# Pyrography



## gman2431 (Jan 10, 2015)

How many folks here are into it?

The wife has been wanting something to do other than watching me work on stuff so today we got her all setup to start burning some wood. Ended up getting a package kit with a variable control unit and 5 different tips along with some transfer paper. I was SHOCKED how much this stuff costs!

I figure once she gets practiced up at it She can start decorating some of my turnings. 

For those into it is there any good place a online for patterns? 

Any other good advise for a new person starting into this?

Thanks!

Reactions: Like 1


----------



## barry richardson (Jan 10, 2015)

Hey Cody, I don't know much about it, but this husband and wife team have became very well known for doing just what you and your wife are planning, might give her some inspiration... http://www.michaelgibsonwoodturner.com/

Reactions: Way Cool 3


----------



## gman2431 (Jan 10, 2015)

Those are amazing!


----------



## DKMD (Jan 10, 2015)

Unfortunately, they're in the midst of becoming a former husband and wife team... Doesn't change the fact that they're both very talented. I don't think it had anything to do with their craft.

I've played around a little with my pyro unit, but I mainly use it to sign turnings. I would encourage your wife to just doodle. She can google 'zentangle' to find a bunch of patterns from the pen and ink world that should translate well to wood.

Reactions: Thank You! 1


----------



## steve bellinger (Jan 10, 2015)

Cody I also have played around with it a bit. I like to make my own drawings, so don't know where you can get patterns. If she can draw just have her draw up something on the wood and have fun from there. Here's one I did for my mom as a Christmas gift a couple years ago.
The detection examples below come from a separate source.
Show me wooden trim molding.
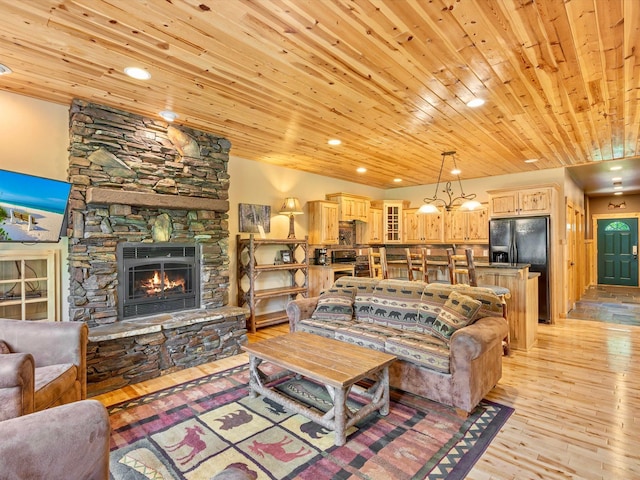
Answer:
[86,187,229,213]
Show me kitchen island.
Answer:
[475,262,540,351]
[309,263,355,297]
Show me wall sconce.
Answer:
[609,202,627,210]
[280,197,304,238]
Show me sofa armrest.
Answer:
[0,319,89,404]
[0,319,89,367]
[0,400,110,480]
[450,317,509,364]
[0,353,35,421]
[286,297,319,332]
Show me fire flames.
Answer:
[140,271,185,296]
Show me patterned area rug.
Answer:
[109,364,513,480]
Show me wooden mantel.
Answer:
[86,187,229,212]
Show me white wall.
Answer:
[0,91,69,320]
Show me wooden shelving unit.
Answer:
[236,235,309,333]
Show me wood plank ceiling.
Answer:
[0,0,640,188]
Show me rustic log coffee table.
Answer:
[242,332,396,446]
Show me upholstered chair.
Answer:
[0,319,89,421]
[0,400,111,480]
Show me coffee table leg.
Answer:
[333,388,347,447]
[380,366,389,416]
[249,355,262,398]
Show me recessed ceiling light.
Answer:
[160,110,178,122]
[124,67,151,80]
[467,98,484,108]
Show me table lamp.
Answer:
[280,197,304,238]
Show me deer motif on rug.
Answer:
[216,410,253,430]
[164,425,207,465]
[249,435,311,463]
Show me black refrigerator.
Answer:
[489,217,551,323]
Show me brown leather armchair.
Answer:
[0,400,111,480]
[0,319,89,421]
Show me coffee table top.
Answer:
[242,332,396,388]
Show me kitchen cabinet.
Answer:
[403,208,425,243]
[372,200,409,244]
[236,235,309,333]
[0,250,59,321]
[445,206,489,243]
[403,208,444,244]
[356,207,382,245]
[325,193,371,222]
[307,200,340,245]
[487,186,556,218]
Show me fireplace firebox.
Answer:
[118,242,200,319]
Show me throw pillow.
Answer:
[431,290,482,340]
[311,287,356,321]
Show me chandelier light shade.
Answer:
[418,150,480,213]
[280,197,304,238]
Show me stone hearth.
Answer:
[68,100,246,393]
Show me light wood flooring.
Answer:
[97,300,640,480]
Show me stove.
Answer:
[331,249,358,264]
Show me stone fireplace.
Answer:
[68,100,246,394]
[116,242,200,319]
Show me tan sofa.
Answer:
[287,277,508,413]
[0,400,111,480]
[0,319,89,421]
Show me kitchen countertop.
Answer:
[309,263,355,270]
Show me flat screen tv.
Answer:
[0,170,71,243]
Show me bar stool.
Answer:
[447,248,511,355]
[404,248,429,283]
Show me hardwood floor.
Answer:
[96,319,640,480]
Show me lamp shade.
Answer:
[280,197,304,215]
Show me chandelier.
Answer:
[418,150,480,213]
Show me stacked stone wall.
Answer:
[69,100,231,327]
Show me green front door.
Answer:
[598,218,638,287]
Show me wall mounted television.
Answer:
[0,170,71,243]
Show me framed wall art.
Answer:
[238,203,271,233]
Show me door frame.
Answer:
[591,212,640,286]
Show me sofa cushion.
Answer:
[311,287,356,321]
[333,276,380,322]
[369,280,427,331]
[34,363,78,411]
[296,318,356,338]
[425,283,503,320]
[416,288,444,334]
[335,322,399,352]
[385,332,451,373]
[431,290,482,340]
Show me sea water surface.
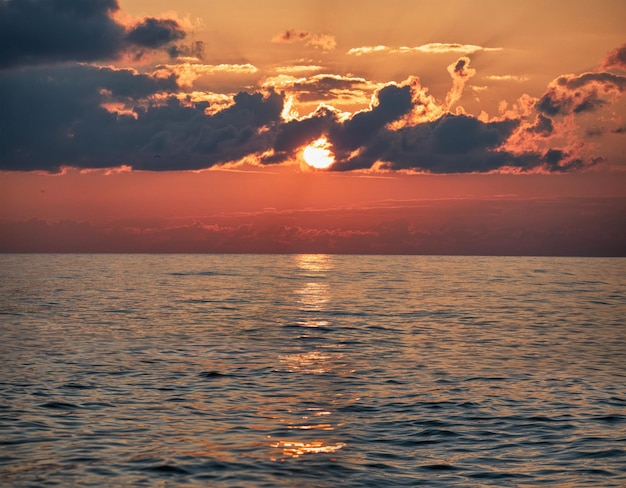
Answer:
[0,255,626,487]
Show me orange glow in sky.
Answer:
[302,137,335,169]
[0,0,626,255]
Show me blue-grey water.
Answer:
[0,255,626,487]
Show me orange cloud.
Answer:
[347,42,502,56]
[272,29,337,51]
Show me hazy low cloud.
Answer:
[272,29,337,51]
[0,11,626,178]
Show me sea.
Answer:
[0,254,626,487]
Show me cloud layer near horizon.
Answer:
[0,0,626,173]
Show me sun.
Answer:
[302,136,335,169]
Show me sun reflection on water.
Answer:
[270,254,346,459]
[272,441,345,458]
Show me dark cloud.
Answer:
[0,0,185,69]
[527,114,554,137]
[126,18,185,49]
[0,65,600,173]
[537,73,626,116]
[333,114,528,173]
[0,65,283,171]
[601,44,626,71]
Reactions: Like 3 | EyeCandy! 1 | Way Cool 5


----------



## Shane93 (Jan 20, 2015)

I have done some pyrography and taught a couple of basic classes on the subject. One of the best books, and the same lady has a video is "Pyrography Workbook" by Sue Walters. She has a great section on tool selection and setup. And what she can produce with only three different nibs is amazing. Get quality tools...not the burners at Hobby Lobby. An initial good set up can be around $150/200...but the cheap ones only lead to frustration. If you have any other questions feel free to contact me.

Reactions: Thank You! 1


----------



## gman2431 (Jan 20, 2015)

Shane93 said:


> I have done some pyrography and taught a couple of bassic classes on the subject. One of the best books, and the same lady has a video is "Pyrogaphy Workbook" by Sue Walters. She has a great section on tool selection and setup. And what she can produce with only three different nibs is amazing. Get quality tools...not the burners at Hobby Lobby. An initial good set up can be around $150/200...but the cheap ones only lead to frustration. If you have any other questions feel free to contact me.



Thanks! I'm sure at some point I might take you up on the offer! 

I got her a Colwood (sp?), it seemed to be a nice unit and was a package with 5 different nibs. 

She's coming along with practicing all the different strokes and so forth. I tried it a little and was amazed at how fluidly I could write with it. 

Hopefully before to long I will have something to show everyone.

Reactions: Like 3


----------